John, a gentleman in his early sixties, spent nine months awaiting his appointment to discuss memory issues. When he finally presented, I had a mere twenty minutes. Eighteen of those were dedicated to investigative work, gathering pieces of history from conflicting narratives, reconstructing months of decline from unreliable recollections, and conducting a paper-based subjective memory assessment. What should have been a comprehensive consultation centered on patient care was condensed to just a few rushed minutes at the conclusion. He departed with additional tests scheduled and a follow-up meeting in four months.
This situation is not uncommon. Throughout neurology departments, we are attempting to accommodate chronic, progressive illnesses within a framework designed for more clear-cut presentations. This disparity is not only inefficient; it undermines trust, burdens clinical teams, and squanders resources that healthcare systems cannot afford to lose.
John’s results arrived in a fragmented manner: a scan one week, followed by bloodwork the next. Each step required another review, another letter to his primary care physician, and yet another appointment. In the interim, symptoms fluctuated, family members devised care strategies, and everyone awaited the next brief opportunity to connect.
**The core design flaw**
Contemporary health systems are constructed to excel in acute care scenarios. Protocols for heart attacks or strokes are crafted for optimal efficiency, as time is critical for positive outcomes. Surgical pathways are refined to ensure patients reach the operating room when urgently needed. Emergency departments triage swiftly to facilitate patient flow through the system. These successes adhere to a straightforward formula: a clearly defined problem, a targeted intervention, and a quantifiable outcome. If all proceeds as planned, the case is resolved.
Unfortunately, care for Parkinson’s and dementia does not conform to this model. These conditions progress over months and years, not merely days. Symptoms can vary from hour to hour in ways that patients may not reliably remember months later. They exhibit numerous overlapping symptoms that interact in complex, unpredictable ways. These diseases do not resolve; they merely advance.
I frequently encounter Parkinson’s patients who have lived with the condition for many years struggling to remember whether a medication was effective one month but detrimental another, or if their tremor has improved while their sleep has worsened. Decisions regarding medication adjustments—ones that alter brain chemistry and may yield significant side effects—are made based on these fragmented memories. Six to twelve months later, this cycle is repeated.
The system presumes that we can distill two decades of disease management from twenty-minute encounters held twice a year. It is akin to attempting to grasp the plot of a feature-length film by only catching a few minutes at the start and mid-point, yet still being expected to provide a thoughtful critique of the narrative and character depictions.
**The cascade of inefficiencies**
This disconnect generates inefficiencies that reverberate throughout the system. For John, ambiguity during that initial visit precipitated additional appointments to clarify the diagnosis. The resulting delays translated into months without treatment and support, adversely affecting his quality of life.
In the case of Parkinson’s, once diagnosed, the cycle ultimately recurs: trial-and-error medication modifications grounded in the best assessments that can be derived from subjective recollection, negative side effects or acute incidents leading to emergency visits, and further consultations for assistance. Between visits, symptoms fluctuate without guidance. Families initiate urgent calls. Emails are sent with further inquiries. Results arrive weeks later, each necessitating review.
These fragments also demand substantial administrative time. Primary care physicians, who might manage routine adjustments if they had better access to information, instead redirect referrals back to specialists. Everyone operates with partial visibility, fragmented efforts, duplicating work, and missing opportunities for early intervention.
**We have addressed this challenge before; just not in this arena.**
Endocrinology confronted a similar obstacle decades past. Diabetes patients traversed crises until remote glucose monitoring facilitated daily oversight, early intervention, and diminished hospitalizations. Continuous glucose monitoring further revolutionized their care, offering teams real-time insights and enabling patients to modify their daily routines accordingly.

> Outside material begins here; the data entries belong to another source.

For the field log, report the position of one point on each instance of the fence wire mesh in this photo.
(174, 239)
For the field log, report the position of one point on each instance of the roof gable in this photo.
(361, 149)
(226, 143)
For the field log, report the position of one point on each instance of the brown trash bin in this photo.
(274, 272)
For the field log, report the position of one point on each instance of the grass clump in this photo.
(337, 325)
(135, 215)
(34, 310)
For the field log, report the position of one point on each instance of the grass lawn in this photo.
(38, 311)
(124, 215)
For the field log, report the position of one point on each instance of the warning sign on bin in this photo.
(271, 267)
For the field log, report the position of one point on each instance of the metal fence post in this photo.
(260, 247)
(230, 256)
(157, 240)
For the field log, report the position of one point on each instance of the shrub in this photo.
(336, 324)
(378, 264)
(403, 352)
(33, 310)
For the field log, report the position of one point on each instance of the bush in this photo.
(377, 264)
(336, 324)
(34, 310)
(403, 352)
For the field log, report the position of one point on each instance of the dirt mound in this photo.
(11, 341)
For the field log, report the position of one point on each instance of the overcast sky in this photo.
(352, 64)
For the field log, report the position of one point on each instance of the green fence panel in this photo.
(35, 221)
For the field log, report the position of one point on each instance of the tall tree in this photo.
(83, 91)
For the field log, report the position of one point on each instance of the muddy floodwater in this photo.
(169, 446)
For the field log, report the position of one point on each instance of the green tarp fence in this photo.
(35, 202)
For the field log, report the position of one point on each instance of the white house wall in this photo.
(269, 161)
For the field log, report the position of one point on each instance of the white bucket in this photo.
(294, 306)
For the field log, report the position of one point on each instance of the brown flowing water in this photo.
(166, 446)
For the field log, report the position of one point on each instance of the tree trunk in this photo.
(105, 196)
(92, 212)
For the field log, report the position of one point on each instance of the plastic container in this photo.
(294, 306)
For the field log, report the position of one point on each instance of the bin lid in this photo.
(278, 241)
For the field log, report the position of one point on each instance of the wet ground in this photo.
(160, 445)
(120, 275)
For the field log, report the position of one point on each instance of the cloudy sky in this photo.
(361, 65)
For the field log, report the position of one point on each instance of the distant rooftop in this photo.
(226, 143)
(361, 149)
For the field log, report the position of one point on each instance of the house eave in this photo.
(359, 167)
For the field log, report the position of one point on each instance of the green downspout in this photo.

Continuous data liberated clinical teams from investigative work, allowing them to concentrate on timely, precisely aimed treatment. Neurology possesses the same potential. We can now objectively assess tremors, vocal alterations, gait patterns, and cognitive function using tools that patients already possess. Entire care teams can share this data, replacing speculation with clear trends. The technology already exists; it merely hasn’t been integrated into the existing model.
**What must evolve**
Firstly, make symptoms visible between visits. Presently, crucial decisions hinge on in-clinic snapshots. Parkinson’s alone may encompass dozens of distinct motor and non-motor symptoms, each evolving daily. In the absence of objective, continuous tracking, care devolves into guesswork. Ongoing measurement would enable clinicians to observe patient progress over time, adjust earlier, and avert preventable crises.
Secondly, unify the complete care team. Care should not terminate at the neurologist’s office. Nurses, therapists, pharmacists, and primary care physicians all have significant roles, but they often function in isolation. Shared, objective information and clear protocols would empower each member to contribute substantively, alleviating the burden on limited specialists.
Thirdly, patients and caregivers ought to be engaged as active collaborators. Many are already monitoring symptoms and modifying routines.